In § 22 we showed the risks and real losses that Swedes have to face with regard to their property. Did we not combine into a society in order to enjoy security for our lives and property and entrust the protection of them to the Sovereign Power?

To achieve such a great aim it is necessary, first, to stabilize the exchange rate appropriately.1 It may not respond to any instruction as long as its causes are left to operate freely and no one does anything about them. Such were the earlier attempts to reduce it, which could not possibly have succeeded, but if the mainsprings are slackened in careful stages, the exchange rate will eventually relax of itself, without any decrees regarding the actual rate.

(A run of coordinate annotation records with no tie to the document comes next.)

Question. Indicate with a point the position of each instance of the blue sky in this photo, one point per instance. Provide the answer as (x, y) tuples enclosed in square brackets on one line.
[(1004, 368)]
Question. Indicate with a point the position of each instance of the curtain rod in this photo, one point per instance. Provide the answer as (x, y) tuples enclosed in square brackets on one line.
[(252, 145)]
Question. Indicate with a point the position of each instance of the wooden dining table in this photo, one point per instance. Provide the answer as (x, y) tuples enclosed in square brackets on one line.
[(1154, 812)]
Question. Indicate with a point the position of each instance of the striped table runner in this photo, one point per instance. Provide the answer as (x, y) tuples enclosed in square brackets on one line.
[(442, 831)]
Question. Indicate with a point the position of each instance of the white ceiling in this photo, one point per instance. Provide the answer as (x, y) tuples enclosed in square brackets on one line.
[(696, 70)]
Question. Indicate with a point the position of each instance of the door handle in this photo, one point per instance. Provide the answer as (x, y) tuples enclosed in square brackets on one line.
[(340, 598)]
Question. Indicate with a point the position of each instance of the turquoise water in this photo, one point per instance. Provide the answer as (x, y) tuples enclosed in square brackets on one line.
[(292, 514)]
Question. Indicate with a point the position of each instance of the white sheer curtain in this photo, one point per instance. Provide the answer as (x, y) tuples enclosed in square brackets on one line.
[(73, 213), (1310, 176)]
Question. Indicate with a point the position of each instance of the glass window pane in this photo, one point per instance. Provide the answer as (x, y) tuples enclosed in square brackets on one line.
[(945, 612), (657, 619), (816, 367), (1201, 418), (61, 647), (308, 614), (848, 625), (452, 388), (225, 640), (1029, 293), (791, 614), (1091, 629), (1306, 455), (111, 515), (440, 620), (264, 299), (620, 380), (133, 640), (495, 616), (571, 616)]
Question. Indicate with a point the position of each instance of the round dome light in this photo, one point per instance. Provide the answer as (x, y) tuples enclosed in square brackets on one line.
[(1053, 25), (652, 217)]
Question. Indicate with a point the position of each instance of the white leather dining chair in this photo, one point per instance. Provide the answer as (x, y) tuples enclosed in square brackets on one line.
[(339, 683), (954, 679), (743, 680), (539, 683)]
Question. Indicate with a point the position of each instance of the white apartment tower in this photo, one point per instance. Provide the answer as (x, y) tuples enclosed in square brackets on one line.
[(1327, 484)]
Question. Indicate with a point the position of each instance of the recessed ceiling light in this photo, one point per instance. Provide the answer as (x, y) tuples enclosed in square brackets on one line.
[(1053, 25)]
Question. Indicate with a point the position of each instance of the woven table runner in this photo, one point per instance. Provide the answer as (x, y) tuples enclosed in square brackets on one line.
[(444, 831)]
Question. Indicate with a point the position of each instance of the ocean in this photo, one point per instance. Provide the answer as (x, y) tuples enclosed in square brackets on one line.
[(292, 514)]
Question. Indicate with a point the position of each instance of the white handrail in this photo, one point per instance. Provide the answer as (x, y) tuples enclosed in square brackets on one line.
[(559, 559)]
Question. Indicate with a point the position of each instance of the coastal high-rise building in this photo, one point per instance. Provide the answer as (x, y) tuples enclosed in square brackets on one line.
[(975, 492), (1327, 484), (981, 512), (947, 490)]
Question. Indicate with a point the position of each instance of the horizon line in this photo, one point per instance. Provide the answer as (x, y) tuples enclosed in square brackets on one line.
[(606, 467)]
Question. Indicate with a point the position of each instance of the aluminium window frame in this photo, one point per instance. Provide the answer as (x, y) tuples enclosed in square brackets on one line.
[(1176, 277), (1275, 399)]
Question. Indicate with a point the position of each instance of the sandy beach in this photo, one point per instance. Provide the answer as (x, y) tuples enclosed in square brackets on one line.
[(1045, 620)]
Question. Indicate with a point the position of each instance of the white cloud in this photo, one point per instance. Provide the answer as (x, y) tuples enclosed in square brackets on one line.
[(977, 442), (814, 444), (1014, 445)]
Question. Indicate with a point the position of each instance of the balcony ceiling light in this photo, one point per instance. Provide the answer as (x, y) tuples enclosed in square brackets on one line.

All this was clearly and circumstantially presented to the honourable Estates of the Realm at the last Diet, including a draft of the actual regulation by which it might be brought about, but little has been done about it, so that the effect of that has been minimal. If this is rejected, then Mr Christiernin’s proposal for a 72-mark exchange rate may be adopted, though on condition that he stands surety for the kingdom against all indemnities should the proposal not succeed or not endure longer than the stabilization of the exchange rate that a few years ago cost the kingdom more than 60 tunnor guld. For we certainly have no more money to squander, when the kingdom is already riddled with debts.

Second, once that has been done, the general public should be informed of the rate at which all our currency – dukat, riksdaler, carolin, sexstyver-stycke, plåt, slant, etc. – will be reckoned in daler according to its intrinsic value in the stabilized exchange rate, so that neither natives nor foreigners may fleece us by means of it, for otherwise there will never be a lack of expedients by which to enrich oneself at the expense of the general public.

In short, Sweden has long been shrouded in obscurity by the exchange rate. It is already high time to pay for the goods and labour of the inhabitants in coin of genuine value and not merely a stamped denomination.


  1. to stabilize the exchange rate: note here Chydenius’s standpoint, which is widely different from what he later held in A Remedy for the Country by Means of a Natural System of Finance.